Whilst funding markets were extremely difficult in the latter half of 2008, and particularly since September 2008, Barclays was able to increase available
liquidity, extend the term of unsecured liabilities, and reduce reliance on unsecured funding. Barclays has participated in various government and central
bank liquidity facilities, both to aid central banks implementation of monetary policy and support central bank initiatives, where participation has enabled
the lengthening of the term of our refinancing. These facilities have improved access to term funding, and helped moderate money market rates.
Global Retail and Commercial Banking
The sum of liabilities in Global Retail and Commercial Banking, Barclays Wealth and Head office functions exceeds assets in those businesses. As a result
they have no reliance on wholesale funding. The balance sheet is modelled to reflect behavioural experience in both assets and liabilities, and is managed
to maintain a positive cash profile.
Throughout 2008 Global Retail and Commercial Banking continued to grow the amount of customer deposits despite competitive pressures.
Barclays Capital
Barclays Capital manages liquidity to be self-funding through wholesale sources, managing access to liquidity to ensure that potential cash outflows in
a stressed environment are covered.
Funding reliability is maintained by accessing a wide variety of investors and geographies and by building and maintaining strong relationships with these
providers of liquidity. The depositors include asset managers, money market funds, corporates, government bodies, central banks and other financial
institutions. Deposits are predominantly sourced from Western Europe and North America.
Unsecured Funding
Additionally, unsecured funding is managed within specific term limits. The term of unsecured liabilities has been extended, with average life increasing
year over year.
Our capital markets debt issuance includes issues of senior and subordinated debt in US registered offerings and medium-term note programmes
and European medium-term note programs. Substantially all of our unsecured senior issuance is without covenants that trigger increased cost or
accelerate maturity.
Secured Funding
Barclays funds securities based on liquidity characteristics. Limits are in place for each security asset class reflecting liquidity in the cash and financing
markets for these assets. The vast majority of assets funded in repurchase and stock loan transactions are fundable within central bank facilities
(excluding Bank of England Emergency facilities and the Federal Reserve Primary Dealer Credit Facility). These are largely composed of G7 government
securities, US mortgage agency debentures and mortgage backed securities, investment grade corporate securities and listed equities.
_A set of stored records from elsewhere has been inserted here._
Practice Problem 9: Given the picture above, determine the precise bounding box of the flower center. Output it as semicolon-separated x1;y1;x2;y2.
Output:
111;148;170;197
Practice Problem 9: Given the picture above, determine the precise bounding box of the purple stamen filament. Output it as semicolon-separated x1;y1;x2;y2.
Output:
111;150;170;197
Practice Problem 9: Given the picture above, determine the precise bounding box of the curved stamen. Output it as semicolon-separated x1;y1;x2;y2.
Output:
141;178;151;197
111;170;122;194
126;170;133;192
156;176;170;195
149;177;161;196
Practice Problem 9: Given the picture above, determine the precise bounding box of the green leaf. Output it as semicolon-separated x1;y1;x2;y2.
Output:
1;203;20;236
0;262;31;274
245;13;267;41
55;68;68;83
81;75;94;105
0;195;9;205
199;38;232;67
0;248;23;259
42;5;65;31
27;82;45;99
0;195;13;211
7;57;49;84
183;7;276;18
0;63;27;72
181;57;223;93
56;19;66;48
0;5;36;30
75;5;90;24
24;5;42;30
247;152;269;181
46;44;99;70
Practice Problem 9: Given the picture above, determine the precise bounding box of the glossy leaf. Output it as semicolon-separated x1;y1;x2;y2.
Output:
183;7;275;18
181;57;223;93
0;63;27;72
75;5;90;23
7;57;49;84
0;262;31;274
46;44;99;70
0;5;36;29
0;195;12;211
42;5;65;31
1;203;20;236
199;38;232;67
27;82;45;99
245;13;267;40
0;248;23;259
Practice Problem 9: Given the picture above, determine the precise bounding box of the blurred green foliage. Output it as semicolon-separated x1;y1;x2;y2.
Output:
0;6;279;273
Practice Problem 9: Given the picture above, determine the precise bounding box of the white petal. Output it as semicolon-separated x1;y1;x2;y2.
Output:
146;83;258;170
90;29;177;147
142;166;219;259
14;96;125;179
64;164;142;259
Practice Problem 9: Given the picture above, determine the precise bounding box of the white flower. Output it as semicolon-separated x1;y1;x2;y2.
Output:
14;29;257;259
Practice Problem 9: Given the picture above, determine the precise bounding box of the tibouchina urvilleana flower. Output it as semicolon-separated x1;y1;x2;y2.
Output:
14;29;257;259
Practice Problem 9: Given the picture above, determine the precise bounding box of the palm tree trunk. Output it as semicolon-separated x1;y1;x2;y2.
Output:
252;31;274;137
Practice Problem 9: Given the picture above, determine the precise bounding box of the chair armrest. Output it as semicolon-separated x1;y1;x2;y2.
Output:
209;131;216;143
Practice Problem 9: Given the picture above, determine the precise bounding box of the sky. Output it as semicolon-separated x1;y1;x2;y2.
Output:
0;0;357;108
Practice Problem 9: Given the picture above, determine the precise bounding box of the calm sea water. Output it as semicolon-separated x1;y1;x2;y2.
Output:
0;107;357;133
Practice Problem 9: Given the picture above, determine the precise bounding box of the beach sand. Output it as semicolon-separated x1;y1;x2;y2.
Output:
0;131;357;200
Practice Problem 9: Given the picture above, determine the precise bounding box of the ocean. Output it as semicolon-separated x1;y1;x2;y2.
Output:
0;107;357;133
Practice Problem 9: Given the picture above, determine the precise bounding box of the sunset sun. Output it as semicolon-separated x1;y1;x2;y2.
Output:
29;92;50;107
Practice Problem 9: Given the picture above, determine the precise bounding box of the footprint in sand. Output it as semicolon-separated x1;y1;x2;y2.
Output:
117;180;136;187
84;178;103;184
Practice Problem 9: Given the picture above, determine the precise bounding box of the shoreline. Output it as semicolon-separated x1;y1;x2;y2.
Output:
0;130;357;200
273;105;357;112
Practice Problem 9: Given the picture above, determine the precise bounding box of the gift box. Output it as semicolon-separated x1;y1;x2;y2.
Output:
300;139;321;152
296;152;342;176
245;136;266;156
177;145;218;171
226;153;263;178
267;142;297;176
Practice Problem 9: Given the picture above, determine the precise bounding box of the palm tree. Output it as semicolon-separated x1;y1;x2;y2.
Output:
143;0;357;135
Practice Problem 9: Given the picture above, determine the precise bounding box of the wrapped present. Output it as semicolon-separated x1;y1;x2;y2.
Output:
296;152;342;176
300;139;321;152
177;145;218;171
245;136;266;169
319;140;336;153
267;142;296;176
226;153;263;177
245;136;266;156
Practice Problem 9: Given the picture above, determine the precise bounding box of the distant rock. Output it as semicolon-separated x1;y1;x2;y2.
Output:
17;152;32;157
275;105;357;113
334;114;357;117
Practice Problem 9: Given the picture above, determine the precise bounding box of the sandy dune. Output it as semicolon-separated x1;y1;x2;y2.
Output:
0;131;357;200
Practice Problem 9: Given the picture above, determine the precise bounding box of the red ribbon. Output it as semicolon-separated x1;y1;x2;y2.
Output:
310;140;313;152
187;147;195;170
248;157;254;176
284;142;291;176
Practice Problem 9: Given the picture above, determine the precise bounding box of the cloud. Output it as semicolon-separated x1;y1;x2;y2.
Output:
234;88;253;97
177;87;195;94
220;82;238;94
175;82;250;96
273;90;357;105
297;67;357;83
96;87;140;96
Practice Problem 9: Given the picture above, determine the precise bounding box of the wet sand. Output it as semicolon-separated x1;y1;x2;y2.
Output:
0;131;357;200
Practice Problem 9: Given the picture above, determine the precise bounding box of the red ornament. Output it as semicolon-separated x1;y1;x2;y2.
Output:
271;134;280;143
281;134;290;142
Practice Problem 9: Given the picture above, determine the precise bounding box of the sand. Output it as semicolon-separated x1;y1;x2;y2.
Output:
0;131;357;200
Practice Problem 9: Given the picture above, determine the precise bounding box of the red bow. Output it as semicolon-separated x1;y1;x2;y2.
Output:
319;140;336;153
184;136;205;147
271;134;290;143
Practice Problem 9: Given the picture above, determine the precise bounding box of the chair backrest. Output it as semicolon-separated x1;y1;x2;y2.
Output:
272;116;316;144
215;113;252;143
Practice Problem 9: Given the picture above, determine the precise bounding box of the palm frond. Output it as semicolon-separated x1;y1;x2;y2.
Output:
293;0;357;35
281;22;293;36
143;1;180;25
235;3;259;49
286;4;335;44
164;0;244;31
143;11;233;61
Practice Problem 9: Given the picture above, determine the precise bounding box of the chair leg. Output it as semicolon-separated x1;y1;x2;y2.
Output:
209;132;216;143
Liquidity risk to secured funding is also mitigated by:
– selecting reliable counterparties
– maintaining term financing and by limiting the amount of overnight funding
– limiting overall secured funding usage
Readily available liquidity
Substantial resources are maintained to offset maturing deposits and debt. These readily available assets are sufficient to absorb stress level losses of
liquidity from unsecured as well as contingent cash outflows, such as collateral requirements on ratings downgrades. The sources of liquidity and
contingent liquidity are from a wide variety of sources, including deposits held with central banks and unencumbered securities.